Google and Apple are both looking to capture the ‘AR (augmented reality) on mobile devices’ space. As the two digital giants cross swords, the nature and scope of AR-driven solutions will widen. Google’s ARCore and Apple’s ARKit, both to be launched soon, will benefit not just customers but also a bevy of software developers, be it in the gaming space, or even meme-making. The AR potential however goes much beyond that. Consider products on shop shelves coming to life on the handset with market information, or for that matter, travel companies identifying neighbourhood points of interest, or real estate companies/brokers getting more interactive on locations and properties.

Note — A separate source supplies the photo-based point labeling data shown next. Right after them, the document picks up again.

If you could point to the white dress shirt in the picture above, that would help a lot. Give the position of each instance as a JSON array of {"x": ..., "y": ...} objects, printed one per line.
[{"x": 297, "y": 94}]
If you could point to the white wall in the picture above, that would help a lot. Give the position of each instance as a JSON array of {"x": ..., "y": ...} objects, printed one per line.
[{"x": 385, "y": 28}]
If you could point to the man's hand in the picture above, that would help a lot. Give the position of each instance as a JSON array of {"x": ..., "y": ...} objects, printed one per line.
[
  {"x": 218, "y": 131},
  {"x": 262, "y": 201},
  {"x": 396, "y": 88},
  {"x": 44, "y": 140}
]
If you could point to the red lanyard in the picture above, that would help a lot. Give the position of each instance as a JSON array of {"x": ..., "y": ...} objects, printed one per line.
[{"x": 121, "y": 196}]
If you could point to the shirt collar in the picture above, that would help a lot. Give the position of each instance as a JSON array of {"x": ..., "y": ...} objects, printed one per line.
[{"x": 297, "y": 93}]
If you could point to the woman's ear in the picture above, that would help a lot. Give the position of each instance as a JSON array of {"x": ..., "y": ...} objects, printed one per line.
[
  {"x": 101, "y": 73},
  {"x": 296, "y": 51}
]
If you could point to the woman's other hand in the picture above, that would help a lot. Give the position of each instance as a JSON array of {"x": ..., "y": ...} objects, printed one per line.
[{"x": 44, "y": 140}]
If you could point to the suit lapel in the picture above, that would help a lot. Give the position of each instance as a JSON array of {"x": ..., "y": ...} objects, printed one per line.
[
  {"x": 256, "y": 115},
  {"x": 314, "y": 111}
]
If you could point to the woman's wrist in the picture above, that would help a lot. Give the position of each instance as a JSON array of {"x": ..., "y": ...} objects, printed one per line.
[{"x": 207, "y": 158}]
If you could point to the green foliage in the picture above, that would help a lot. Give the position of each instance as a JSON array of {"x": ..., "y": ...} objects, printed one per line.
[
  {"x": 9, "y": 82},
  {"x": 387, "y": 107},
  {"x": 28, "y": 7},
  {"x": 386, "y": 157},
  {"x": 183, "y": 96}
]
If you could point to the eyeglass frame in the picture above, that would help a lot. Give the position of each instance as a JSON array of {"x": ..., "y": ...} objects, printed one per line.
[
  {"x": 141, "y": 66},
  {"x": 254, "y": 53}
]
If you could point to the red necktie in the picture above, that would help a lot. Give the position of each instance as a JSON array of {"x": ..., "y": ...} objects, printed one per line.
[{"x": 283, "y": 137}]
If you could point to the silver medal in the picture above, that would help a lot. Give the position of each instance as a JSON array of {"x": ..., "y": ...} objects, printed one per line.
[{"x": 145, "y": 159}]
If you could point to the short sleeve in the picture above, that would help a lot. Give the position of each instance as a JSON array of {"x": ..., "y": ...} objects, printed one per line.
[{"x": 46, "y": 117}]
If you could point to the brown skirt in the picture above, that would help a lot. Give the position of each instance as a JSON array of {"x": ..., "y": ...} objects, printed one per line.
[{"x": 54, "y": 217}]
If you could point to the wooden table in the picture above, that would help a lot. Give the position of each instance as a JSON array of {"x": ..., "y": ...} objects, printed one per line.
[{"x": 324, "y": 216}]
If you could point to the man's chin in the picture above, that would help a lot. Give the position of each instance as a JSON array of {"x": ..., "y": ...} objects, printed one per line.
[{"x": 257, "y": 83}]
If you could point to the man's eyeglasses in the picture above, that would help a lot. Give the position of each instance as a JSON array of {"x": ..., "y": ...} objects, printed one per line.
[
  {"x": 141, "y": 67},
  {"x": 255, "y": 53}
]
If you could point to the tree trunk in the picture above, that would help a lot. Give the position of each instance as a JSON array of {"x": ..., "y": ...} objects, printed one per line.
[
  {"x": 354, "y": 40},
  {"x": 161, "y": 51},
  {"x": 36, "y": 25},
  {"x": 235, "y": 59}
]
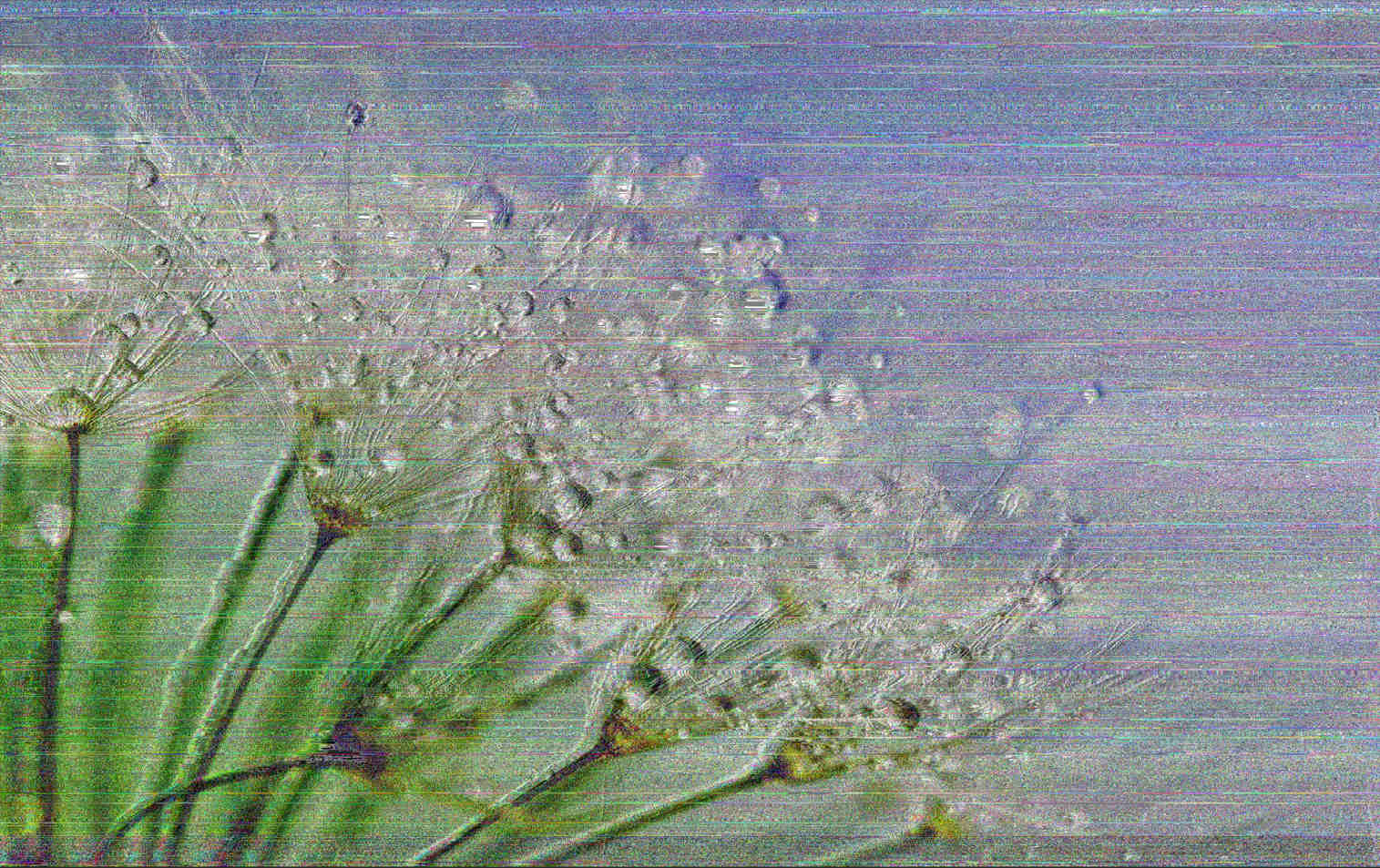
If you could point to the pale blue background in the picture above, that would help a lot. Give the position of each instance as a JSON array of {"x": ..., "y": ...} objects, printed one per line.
[{"x": 1181, "y": 204}]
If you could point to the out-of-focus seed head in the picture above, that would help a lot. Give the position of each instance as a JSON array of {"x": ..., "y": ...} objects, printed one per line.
[{"x": 102, "y": 297}]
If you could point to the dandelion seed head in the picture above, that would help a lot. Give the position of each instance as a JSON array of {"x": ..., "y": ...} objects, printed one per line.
[{"x": 102, "y": 297}]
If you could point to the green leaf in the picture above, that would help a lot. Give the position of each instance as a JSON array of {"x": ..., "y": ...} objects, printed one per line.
[{"x": 126, "y": 613}]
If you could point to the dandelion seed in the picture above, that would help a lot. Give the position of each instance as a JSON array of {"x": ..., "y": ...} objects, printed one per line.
[{"x": 94, "y": 321}]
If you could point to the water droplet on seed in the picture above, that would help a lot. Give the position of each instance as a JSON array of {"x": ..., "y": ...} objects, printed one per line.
[
  {"x": 53, "y": 523},
  {"x": 145, "y": 173}
]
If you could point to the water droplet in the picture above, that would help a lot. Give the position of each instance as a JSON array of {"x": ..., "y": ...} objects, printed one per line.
[
  {"x": 567, "y": 546},
  {"x": 322, "y": 463},
  {"x": 332, "y": 271},
  {"x": 353, "y": 311},
  {"x": 53, "y": 523},
  {"x": 571, "y": 500},
  {"x": 356, "y": 115},
  {"x": 265, "y": 230},
  {"x": 391, "y": 460},
  {"x": 128, "y": 324},
  {"x": 67, "y": 410},
  {"x": 145, "y": 173},
  {"x": 203, "y": 322}
]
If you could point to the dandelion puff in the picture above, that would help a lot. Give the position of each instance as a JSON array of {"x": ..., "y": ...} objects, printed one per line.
[{"x": 101, "y": 304}]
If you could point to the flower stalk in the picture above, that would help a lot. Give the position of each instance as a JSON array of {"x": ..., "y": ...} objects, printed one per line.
[
  {"x": 233, "y": 683},
  {"x": 48, "y": 702}
]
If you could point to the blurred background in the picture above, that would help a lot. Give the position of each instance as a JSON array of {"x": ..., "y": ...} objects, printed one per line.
[{"x": 986, "y": 209}]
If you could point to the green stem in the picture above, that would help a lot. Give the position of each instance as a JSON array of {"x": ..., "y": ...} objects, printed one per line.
[
  {"x": 189, "y": 678},
  {"x": 755, "y": 774},
  {"x": 278, "y": 827},
  {"x": 873, "y": 849},
  {"x": 123, "y": 611},
  {"x": 156, "y": 802},
  {"x": 239, "y": 669},
  {"x": 516, "y": 798},
  {"x": 401, "y": 653},
  {"x": 53, "y": 663}
]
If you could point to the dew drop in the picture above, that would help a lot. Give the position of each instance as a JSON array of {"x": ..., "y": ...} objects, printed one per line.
[
  {"x": 332, "y": 271},
  {"x": 391, "y": 460},
  {"x": 128, "y": 324},
  {"x": 567, "y": 546},
  {"x": 53, "y": 523},
  {"x": 145, "y": 173},
  {"x": 265, "y": 230},
  {"x": 203, "y": 322},
  {"x": 67, "y": 410},
  {"x": 1093, "y": 393},
  {"x": 356, "y": 115}
]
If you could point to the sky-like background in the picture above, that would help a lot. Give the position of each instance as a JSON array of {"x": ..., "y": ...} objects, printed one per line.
[{"x": 986, "y": 208}]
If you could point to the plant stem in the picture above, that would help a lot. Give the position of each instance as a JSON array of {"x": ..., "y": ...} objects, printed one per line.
[
  {"x": 760, "y": 771},
  {"x": 188, "y": 680},
  {"x": 240, "y": 669},
  {"x": 153, "y": 803},
  {"x": 122, "y": 611},
  {"x": 401, "y": 653},
  {"x": 873, "y": 849},
  {"x": 281, "y": 822},
  {"x": 516, "y": 798},
  {"x": 53, "y": 663}
]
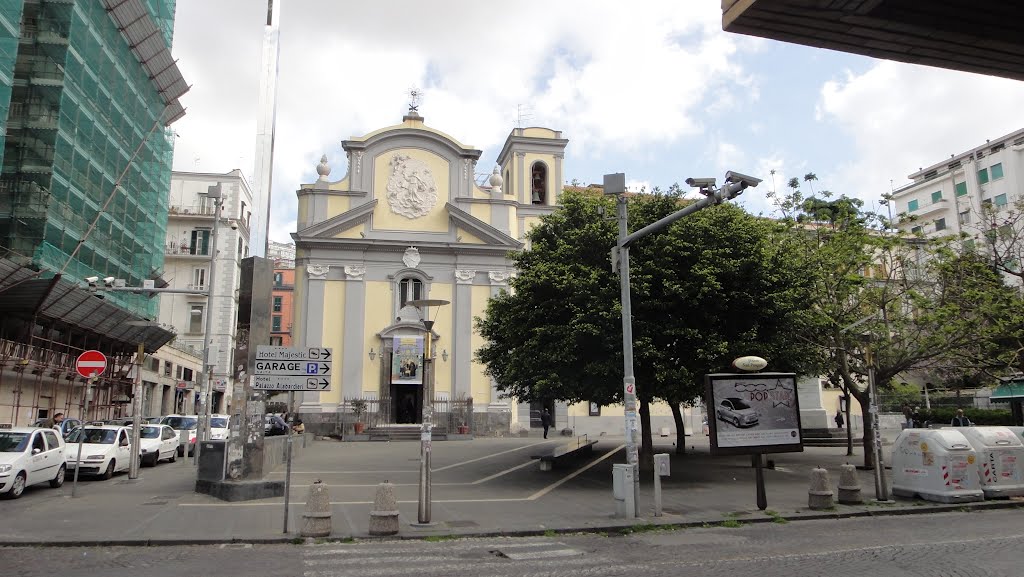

Swedish furniture major, IKEA, for instance, will soon allow users to drag and drop digital versions of beds, tables, chairs or any other IKEA product directly into their houses—enhancing the buying experience. American basic cable and satellite channel Food Network is on the verge of launching an app that enables the user to create custom digital desserts and the app returns a recipe that can help the user prepare it in the physical world.
In India, baby steps are being taken by carmaker Hyundai’s digital showrooms, and menswear Raymond’s digital trial screens, among others. However, though companies here are experimenting with the technology, AR hasn’t really taken off for lack of related content and platforms that deliver such content.

Besides, AR device development and marketing is yet to reach full throttle. Some analysts even hold that AR alone may not be a highly scalable global model and needs to be complemented with virtual reality (VR), in what has come to be known as mixed reality (MR) for a more immersive experience. As we wake up to this new reality, disruption remains the only constant. As for Google and Apple, may be their AR foray will lead them to developing their respective MR armoury.